つまり、AGAを治療するためには、DHTの生成を抑制する必要があります。このDHTを抑制する成分として厚生労働省が認可しているものが、フィナステリドとデュダステリドです。
ただしどちらも医師の処方が必要で、ドラッグストアなどで手に入る育毛剤には残念ながらDHTの生成を抑制する成分は含まれていません。中にはDHTの抑制をうたっている育毛剤もあるかもしれませんが、その効果は医学的に証明されているわけではなく、信憑性に乏しいものであることは覚えておきましょう。
市販の育毛剤にはどんな効果がある?
市販で購入可能な育毛剤は、頭皮環境を整えるなどを目的としています。
カプサイシンやノコギリヤシには、抜け毛の緩和や頭皮環境を整える効果などがあるとされ、ジフェンヒドラミンHCやシャクヤクエキスには頭皮の血行促進に効果があるといわれています。
ただし、育毛剤には髪の毛がなくなった毛穴から髪の毛を生やす「発毛効果」はありません。
頭皮環境を整えることで髪の成長を促すことはできますので、ある程度の薄毛予防効果はありますが、AGAのような進行性の薄毛を育毛剤だけで改善することは難しいでしょう。
あくまでも、髪の毛が育ちやすい環境を整える補助的な対処になることを覚えておいてください。
ノコギリヤシに発毛効果があるって本当?
多くの育毛剤に配合されているといわれるノコギリヤシはヤシ科の植物で、欧州では医薬品としても認可されています。またノコギリヤシは自然素材であるため、大きな副作用はないといわれていますが、用法・用量を守らずに服用した場合には吐き気や下痢などの症状がみられる場合があるので、必ず使用量は守りましょう。
ノコギリヤシについては、DHTを減らすことができたという報告があり、AGA治療薬のフィナステリドと比較実験をした結果、フィナステリドの方が効果は高かったものの、ノコギリヤシにもある程度の効果が認められたという研究結果もあります。
ただしこのどちらの研究も対象人数が少なく、測定部位が頭部以外であったことなどから、統計学的に「育毛に医学的根拠がある」とは言い切れないとされています。
現時点では、ノコギリヤシの発毛効果は研究の余地がある段階であり、あくまでも「効果があるという可能性を秘めている」という程度と考えておきましょう。
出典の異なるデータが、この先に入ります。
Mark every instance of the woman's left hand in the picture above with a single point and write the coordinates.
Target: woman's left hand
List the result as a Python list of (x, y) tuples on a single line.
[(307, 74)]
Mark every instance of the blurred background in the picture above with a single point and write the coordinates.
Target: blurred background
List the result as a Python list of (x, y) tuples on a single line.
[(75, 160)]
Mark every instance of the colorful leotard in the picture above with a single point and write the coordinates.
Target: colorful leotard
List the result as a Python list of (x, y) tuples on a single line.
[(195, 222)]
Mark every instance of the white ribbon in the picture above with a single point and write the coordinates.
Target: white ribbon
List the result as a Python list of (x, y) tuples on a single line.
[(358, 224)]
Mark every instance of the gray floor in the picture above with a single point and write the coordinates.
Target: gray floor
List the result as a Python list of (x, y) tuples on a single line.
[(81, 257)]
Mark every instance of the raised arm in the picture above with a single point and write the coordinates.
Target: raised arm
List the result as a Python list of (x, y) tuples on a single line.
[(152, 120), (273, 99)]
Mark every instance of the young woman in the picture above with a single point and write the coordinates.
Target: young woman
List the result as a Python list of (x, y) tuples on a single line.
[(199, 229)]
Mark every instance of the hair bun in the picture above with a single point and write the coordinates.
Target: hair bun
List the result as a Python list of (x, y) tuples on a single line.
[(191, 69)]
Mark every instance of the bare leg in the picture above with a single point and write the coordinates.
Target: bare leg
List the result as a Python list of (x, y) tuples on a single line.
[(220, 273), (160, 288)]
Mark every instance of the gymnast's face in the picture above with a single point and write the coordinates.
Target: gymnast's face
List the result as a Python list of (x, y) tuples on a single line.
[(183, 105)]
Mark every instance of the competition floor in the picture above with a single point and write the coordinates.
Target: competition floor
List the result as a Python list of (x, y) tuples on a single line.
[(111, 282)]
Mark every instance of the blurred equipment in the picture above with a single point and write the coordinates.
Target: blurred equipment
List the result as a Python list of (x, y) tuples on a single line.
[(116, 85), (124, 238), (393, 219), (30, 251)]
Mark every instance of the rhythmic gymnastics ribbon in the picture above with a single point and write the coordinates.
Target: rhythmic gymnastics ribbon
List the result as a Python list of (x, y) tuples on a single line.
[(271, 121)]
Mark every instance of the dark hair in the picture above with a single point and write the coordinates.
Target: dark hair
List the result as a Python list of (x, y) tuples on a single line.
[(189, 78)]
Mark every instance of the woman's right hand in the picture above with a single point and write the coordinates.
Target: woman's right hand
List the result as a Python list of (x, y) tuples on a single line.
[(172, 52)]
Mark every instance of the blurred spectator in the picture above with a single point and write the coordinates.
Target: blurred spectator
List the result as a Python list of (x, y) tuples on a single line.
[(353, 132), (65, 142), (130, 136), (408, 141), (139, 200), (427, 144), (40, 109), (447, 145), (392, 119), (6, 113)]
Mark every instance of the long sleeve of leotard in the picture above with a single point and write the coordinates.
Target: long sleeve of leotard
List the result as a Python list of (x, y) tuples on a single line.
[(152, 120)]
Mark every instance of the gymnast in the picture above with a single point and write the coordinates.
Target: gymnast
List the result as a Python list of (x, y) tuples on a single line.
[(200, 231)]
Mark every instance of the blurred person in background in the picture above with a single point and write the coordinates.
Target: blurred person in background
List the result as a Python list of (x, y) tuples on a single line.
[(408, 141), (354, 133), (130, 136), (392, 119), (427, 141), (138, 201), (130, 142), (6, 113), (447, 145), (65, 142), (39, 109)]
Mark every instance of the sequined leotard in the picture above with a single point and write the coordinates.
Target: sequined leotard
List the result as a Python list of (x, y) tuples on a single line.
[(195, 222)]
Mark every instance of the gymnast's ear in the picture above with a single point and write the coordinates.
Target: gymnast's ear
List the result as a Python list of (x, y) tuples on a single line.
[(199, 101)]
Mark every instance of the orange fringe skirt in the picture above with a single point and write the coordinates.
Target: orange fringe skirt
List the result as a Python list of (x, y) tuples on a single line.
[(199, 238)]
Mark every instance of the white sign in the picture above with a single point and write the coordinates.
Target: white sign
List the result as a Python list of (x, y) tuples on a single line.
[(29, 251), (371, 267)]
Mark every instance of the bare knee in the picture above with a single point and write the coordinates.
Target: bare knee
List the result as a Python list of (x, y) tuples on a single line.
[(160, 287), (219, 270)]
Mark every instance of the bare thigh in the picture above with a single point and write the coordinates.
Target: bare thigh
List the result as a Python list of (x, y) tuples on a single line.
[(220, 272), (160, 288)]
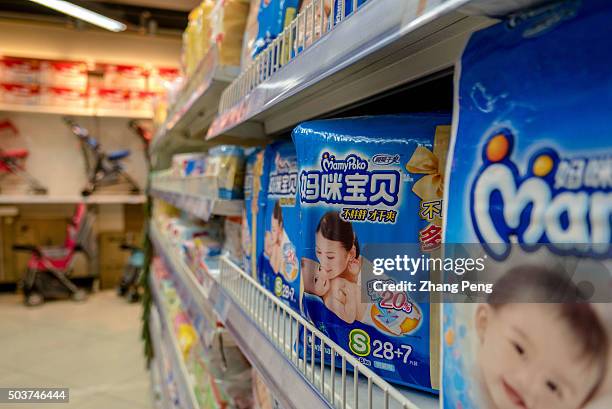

おわりに:市販の育毛剤は、成分によってある程度の効果が期待できる!
市販の育毛剤には、DHTを抑制する効果はありません。ただし、血行促進や保湿効果のあるものなど、頭皮環境を整える効果は期待できます。AGAの改善に関しては、市販の育毛剤に薄毛対策への過度な期待はせず、補助的に使うものと考えておきましょう。